T-Mobile, Comcast launch verification system to fight robocalls
To rid the world of scam calls, the FCC and telecom industry are banking on a forthcoming technology called STIR/SHAKEN, which would authenticate calls by exchanging certificates so that your phone knows if an incoming call is legitimate or “spoofed.”
The timeline for industry adoption is slow, with most large carriers testing the technology in 2019 and implementing it widely in 2020. But in Wednesday’s announcement, T-Mobile said its verified program with Comcast is fully ready and is built upon these STIR/SHAKEN standards.
“Essentially, you just exchange certificates,” said Grant Castle, VP Engineering Services at T-Mobile. “Exchanging them between us [means] we know the traffic we carry is our own and when we send it to Comcast, they’ll know it came from us.”
Currently, most other carriers are in the test phases. In March, AT&T announced that it had exchanged test calls with Comcast.

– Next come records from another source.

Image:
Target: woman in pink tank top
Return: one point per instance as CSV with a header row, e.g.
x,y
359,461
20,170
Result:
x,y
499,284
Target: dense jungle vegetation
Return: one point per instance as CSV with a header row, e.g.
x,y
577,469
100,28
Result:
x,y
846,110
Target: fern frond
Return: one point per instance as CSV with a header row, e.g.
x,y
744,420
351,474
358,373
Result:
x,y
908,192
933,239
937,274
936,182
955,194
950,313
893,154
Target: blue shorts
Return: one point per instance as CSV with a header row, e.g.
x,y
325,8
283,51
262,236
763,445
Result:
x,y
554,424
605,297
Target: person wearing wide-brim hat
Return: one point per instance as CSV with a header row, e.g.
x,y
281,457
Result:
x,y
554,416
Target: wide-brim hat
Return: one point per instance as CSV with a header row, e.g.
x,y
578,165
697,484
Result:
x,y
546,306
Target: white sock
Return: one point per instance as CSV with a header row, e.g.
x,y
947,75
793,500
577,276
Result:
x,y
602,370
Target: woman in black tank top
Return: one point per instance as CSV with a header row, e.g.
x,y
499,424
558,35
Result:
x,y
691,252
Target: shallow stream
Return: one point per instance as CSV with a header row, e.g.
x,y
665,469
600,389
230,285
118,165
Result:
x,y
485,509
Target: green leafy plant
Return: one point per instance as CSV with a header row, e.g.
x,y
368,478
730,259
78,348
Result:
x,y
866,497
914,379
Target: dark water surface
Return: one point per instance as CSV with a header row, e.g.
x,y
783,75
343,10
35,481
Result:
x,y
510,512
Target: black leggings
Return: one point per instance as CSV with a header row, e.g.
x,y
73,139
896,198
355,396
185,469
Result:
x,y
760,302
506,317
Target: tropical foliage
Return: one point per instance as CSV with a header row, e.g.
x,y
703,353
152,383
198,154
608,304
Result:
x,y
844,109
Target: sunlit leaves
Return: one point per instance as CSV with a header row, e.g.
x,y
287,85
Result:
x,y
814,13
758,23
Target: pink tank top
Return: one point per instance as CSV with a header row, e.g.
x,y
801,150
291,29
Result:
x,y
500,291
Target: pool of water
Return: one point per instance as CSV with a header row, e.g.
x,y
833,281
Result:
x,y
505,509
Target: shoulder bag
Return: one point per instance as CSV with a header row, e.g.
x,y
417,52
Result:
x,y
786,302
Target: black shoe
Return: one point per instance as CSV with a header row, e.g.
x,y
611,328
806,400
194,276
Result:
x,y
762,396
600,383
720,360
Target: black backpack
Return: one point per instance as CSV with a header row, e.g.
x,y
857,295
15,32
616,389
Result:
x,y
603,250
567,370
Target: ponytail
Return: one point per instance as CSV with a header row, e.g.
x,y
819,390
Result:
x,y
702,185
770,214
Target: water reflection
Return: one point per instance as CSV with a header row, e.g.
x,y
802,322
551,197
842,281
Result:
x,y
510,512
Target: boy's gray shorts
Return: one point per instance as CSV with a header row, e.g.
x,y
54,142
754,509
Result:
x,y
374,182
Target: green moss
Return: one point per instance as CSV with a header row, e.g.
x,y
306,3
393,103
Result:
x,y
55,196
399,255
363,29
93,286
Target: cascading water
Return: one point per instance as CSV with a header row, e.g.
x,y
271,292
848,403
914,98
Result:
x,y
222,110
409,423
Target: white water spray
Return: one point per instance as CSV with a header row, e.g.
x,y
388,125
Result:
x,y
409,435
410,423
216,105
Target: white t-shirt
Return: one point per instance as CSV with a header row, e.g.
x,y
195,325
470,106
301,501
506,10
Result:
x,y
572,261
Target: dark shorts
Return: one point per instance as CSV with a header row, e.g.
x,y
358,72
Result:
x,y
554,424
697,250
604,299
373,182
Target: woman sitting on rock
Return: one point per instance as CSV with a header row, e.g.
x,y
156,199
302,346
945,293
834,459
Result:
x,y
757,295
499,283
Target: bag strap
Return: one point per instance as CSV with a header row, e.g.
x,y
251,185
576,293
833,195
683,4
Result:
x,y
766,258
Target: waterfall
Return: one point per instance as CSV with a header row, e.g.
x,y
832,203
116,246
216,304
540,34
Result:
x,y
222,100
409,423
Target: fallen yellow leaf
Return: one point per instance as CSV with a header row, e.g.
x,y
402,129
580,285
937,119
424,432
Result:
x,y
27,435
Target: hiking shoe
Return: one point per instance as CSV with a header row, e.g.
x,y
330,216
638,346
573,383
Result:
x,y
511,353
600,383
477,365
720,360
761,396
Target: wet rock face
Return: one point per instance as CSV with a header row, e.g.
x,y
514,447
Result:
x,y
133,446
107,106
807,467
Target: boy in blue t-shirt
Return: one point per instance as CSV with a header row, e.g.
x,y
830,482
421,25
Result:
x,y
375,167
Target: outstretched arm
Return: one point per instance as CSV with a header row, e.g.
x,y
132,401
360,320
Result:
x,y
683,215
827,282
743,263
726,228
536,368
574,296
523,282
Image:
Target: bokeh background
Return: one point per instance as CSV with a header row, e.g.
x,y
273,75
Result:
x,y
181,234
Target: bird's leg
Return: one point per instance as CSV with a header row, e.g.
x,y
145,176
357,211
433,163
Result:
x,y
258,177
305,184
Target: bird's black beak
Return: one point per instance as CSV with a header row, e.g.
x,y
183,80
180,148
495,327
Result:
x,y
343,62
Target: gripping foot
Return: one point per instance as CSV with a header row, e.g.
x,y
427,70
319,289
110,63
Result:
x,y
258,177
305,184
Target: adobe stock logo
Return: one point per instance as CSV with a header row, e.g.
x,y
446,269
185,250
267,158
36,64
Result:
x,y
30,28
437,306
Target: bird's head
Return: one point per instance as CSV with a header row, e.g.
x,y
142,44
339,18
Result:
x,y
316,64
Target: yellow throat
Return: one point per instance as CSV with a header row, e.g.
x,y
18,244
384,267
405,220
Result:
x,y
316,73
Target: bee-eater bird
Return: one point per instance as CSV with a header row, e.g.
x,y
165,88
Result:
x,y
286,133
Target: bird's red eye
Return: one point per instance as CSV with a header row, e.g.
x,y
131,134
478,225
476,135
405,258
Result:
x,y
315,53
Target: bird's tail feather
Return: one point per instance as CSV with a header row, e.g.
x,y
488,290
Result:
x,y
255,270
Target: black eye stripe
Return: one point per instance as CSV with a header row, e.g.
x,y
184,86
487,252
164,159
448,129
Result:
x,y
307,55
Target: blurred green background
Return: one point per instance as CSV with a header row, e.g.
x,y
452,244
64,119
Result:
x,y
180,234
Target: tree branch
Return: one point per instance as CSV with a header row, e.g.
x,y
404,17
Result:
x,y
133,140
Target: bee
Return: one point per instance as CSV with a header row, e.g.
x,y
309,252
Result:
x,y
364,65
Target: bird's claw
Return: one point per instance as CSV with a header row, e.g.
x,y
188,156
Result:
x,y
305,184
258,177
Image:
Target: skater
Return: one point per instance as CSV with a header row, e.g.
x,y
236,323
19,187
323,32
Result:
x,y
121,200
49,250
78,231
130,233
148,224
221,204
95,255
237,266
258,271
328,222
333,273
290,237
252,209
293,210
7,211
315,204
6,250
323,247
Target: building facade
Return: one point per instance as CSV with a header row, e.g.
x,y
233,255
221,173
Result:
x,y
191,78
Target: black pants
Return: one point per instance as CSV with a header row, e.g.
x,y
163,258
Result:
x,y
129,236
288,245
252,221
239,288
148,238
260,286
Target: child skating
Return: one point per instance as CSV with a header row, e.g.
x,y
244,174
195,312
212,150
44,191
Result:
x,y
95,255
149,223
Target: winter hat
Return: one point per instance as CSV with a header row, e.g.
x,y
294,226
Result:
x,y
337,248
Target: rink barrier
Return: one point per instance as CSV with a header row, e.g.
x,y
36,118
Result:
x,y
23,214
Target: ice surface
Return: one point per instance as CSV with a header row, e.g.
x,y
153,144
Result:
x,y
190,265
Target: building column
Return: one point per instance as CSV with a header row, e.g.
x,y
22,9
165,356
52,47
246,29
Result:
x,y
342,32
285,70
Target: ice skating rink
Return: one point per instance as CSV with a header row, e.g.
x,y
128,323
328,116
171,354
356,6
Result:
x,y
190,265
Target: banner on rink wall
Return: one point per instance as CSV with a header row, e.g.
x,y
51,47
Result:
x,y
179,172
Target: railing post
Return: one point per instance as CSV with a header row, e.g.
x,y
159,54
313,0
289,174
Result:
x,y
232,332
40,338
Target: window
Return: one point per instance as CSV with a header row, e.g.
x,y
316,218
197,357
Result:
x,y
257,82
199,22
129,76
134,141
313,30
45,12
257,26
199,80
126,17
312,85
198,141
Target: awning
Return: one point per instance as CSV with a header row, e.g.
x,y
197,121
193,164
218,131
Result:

Even in its partnership with T-Mobile, Comcast won’t be able to provide its own verification from T-Mobile to its Xfinity phone landline customers until later this year.
T-Mobile’s announcement means that all calls made from Comcast Xfinity customers to T-Mobile customers should prompt a “Caller Verified” icon on the receiving T-Mobile phone’s screen, if they have the right type of phone – which as of now is limited to Android phones. (A lot of the functionality is not up to phone carriers, but rather the hardware and software providers like Samsung, Apple, LG, and Google.) If a T-Mobile phone calls Comcast, Comcast will technically have the authentication certificate, but customers will not see any “verified” icon yet.
T-Mobile’s Castle said to expect more announcements in the next few months as carriers partner with each other to exchange verifying certificates.
“The value of that [Caller Verified] icon will increase as other carriers connect with us and work with us,” he said. “Eventually, you’re going to realize that nearly everyone calls you with a ‘Verified’ icon and if someone calls you without one, you’ll be more wary.”
T-Mobile and other carriers will reach more similar agreements, bringing this technology to more people across the country. But instead of a web of bilateral agreements, the goal is to have one third-party clearinghouse for the exchange of STIR/SHAKEN certificates. This, however, is likely to be a slow process.
The end goal for all of this technology is that most of the robocall scammers quit, which could happen if most phones get STIR/SHAKEN capabilities, and every call that is legit has an icon that pops up saying so.
For now this is not the case, and carriers must rely on complicated algorithms through which all calls pass as caller ID can easily be changed or “spoofed” by scammers if they want to. Unfortunately, Castle said, it’s totally legal because a long time ago this was made explicitly possible as doctors’ offices or other organizations wanted to call out from various lines but redirect to a main number.
“But of course scammers figured that out,” Castle said. Now, “You have to inspect a lot of data associated with the call when it enters our network.”